The essential skills for the future
The transition to a skill-driven future will require a transformation in corporate culture, management philosophy, and support for education and upskilling programs. So what are these human skills that are so important? Well, the recent Future of Jobs Report from the WEF suggests the following:
- Analytical thinking: A core skill that’s vital for problem solving and strategic decision-making.
- Creative thinking: Fostering innovation and adaptability to disrupted workplaces.
- Self-efficacy skills: Consisting of resilience, flexibility, agility, motivation, self-awareness, curiosity, and lifelong learning — traits essential for adapting to change and continuous growth.
- Technological literacy: Complementing human skills with an understanding of technological advancements (because, yes, tech does still matter)
- Dependability and attention to detail: Essential traits for producing high-quality work and meeting expectations.
- Empathy and active listening: Vital for building strong interpersonal relationships and understanding customer needs (and core to a more ‘coaching’ approach to leadership).
- Leadership and social influence: A crucial skillset for guiding teams through challenges and driving positive change.
- Quality control: Ensuring excellence in products and services delivered (because isn’t that what a business is all about?).
Embracing the value of human skills
In the pursuit of professional success, there has been a longstanding emphasis on “hard skills” and qualifications — technical expertise that aligns with the specific requirements of a role. We must now shift our mindset and recognise the immense value of what we’ve always weakly called “soft skills”, these “human skills”, in today’s dynamic work environment. Skills such as curiosity, empathy, resilience, and creative thinking play a critical role in adapting to an ever-changing landscape. As we navigate the era of automation and continued digital transformation, it is human skills that will empower individuals to respond agilely to evolving market demands and add the most value to their organisations.
As professionals, we must embrace the significance of these human skills and invest in our own development. It’s time to proactively cultivate curiosity, to hone our understanding of complex problems, to nurture empathy in our interactions, and to foster resilience in the face of challenges.
Organisations have a crucial role to play in supporting the growth of these human skills among their employees. Training and coaching solutions must be invested in to provide employees with the tools and guidance they need to develop in these key areas. By fostering a growth-oriented culture that values and prioritises human skills, organisations can unleash the full potential of their workforce.
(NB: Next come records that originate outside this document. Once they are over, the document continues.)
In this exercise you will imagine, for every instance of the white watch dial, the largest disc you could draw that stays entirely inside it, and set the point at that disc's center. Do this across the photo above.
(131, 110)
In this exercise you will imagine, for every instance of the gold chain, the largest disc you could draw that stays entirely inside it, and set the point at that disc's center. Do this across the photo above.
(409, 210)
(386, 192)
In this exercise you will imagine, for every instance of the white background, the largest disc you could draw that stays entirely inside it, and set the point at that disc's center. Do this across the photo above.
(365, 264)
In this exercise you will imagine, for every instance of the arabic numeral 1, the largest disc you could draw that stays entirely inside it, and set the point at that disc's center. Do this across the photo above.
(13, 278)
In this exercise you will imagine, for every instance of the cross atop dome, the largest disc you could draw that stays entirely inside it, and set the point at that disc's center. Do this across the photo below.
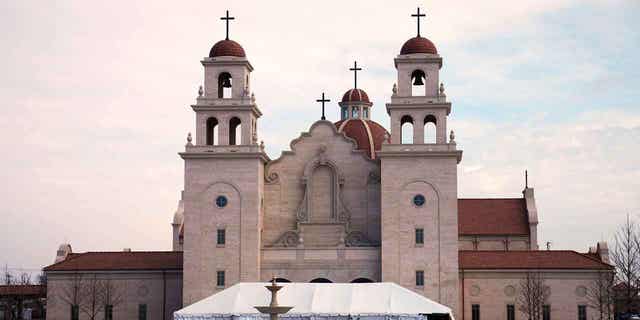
(227, 18)
(355, 70)
(418, 15)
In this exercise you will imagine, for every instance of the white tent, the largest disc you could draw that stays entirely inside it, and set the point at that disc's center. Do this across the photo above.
(316, 301)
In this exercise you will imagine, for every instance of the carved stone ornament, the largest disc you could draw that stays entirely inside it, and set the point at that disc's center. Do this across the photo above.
(288, 239)
(356, 239)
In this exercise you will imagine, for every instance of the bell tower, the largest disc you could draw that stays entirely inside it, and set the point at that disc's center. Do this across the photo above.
(223, 183)
(419, 179)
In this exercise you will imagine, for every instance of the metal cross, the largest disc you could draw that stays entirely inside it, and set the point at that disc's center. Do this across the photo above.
(323, 100)
(418, 15)
(355, 70)
(227, 18)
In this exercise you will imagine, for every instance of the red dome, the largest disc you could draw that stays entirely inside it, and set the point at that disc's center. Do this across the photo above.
(227, 48)
(418, 45)
(369, 135)
(355, 95)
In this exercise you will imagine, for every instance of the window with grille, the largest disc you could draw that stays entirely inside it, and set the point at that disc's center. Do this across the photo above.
(75, 312)
(511, 312)
(220, 279)
(419, 236)
(582, 312)
(221, 236)
(546, 312)
(475, 312)
(419, 278)
(108, 312)
(142, 312)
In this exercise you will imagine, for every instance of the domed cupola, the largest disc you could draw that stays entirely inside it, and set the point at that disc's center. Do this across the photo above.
(227, 47)
(418, 45)
(355, 122)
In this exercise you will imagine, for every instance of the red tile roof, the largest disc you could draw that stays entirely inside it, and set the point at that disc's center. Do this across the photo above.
(358, 129)
(418, 45)
(121, 260)
(528, 260)
(492, 217)
(226, 48)
(23, 290)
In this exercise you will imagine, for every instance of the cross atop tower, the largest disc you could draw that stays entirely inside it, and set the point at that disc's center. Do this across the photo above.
(323, 100)
(227, 18)
(418, 15)
(355, 70)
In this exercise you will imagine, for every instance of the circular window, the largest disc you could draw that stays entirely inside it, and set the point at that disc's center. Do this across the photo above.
(221, 201)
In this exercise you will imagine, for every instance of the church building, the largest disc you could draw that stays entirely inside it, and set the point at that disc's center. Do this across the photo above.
(349, 202)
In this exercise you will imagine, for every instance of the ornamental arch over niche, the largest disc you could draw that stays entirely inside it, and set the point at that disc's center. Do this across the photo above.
(318, 173)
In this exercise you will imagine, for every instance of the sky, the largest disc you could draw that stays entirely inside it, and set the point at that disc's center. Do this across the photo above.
(95, 105)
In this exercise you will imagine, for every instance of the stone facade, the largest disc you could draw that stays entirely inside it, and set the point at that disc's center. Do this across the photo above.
(348, 206)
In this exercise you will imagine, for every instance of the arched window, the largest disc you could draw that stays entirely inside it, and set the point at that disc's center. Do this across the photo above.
(225, 84)
(418, 78)
(406, 130)
(361, 280)
(235, 131)
(212, 131)
(430, 129)
(355, 111)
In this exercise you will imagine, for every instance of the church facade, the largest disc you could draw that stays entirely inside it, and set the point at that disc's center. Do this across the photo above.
(349, 202)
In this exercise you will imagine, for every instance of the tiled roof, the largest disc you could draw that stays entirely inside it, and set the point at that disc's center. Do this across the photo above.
(418, 45)
(359, 129)
(541, 259)
(355, 95)
(492, 217)
(121, 260)
(23, 290)
(226, 48)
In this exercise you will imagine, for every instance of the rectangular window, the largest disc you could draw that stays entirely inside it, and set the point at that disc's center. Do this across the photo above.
(221, 236)
(108, 312)
(142, 312)
(419, 236)
(220, 279)
(546, 312)
(75, 312)
(475, 312)
(419, 278)
(582, 312)
(511, 312)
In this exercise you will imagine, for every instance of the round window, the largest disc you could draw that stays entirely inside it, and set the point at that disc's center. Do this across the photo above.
(418, 200)
(221, 201)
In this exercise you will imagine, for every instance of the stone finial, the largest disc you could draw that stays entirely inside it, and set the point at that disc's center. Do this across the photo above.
(189, 139)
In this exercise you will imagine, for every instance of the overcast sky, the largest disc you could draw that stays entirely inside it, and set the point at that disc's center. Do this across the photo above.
(95, 95)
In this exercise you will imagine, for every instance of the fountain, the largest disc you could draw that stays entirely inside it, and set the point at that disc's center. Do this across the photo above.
(273, 309)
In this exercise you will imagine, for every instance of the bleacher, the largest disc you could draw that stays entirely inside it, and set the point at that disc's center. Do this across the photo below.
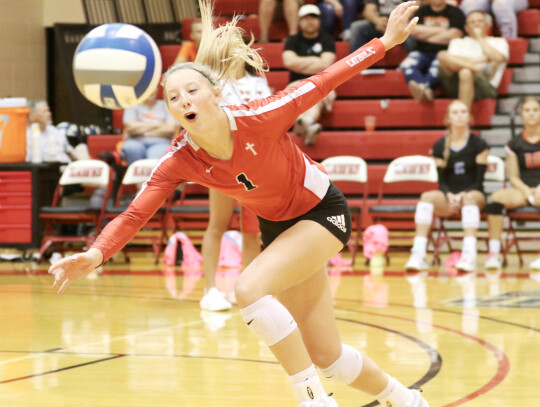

And, if you’re interested in exploring how training in these essential human skills can benefit your team and your organisation, I invite you to send me a message to discuss how we can work together to equip your team with the skills and mindset needed to thrive in the future of work.
As we embrace the future and as the landscape of work continues to transform, let us invest in the skills that will propel us forward, fostering a dynamic and resilient workforce prepared to excel in the years ahead.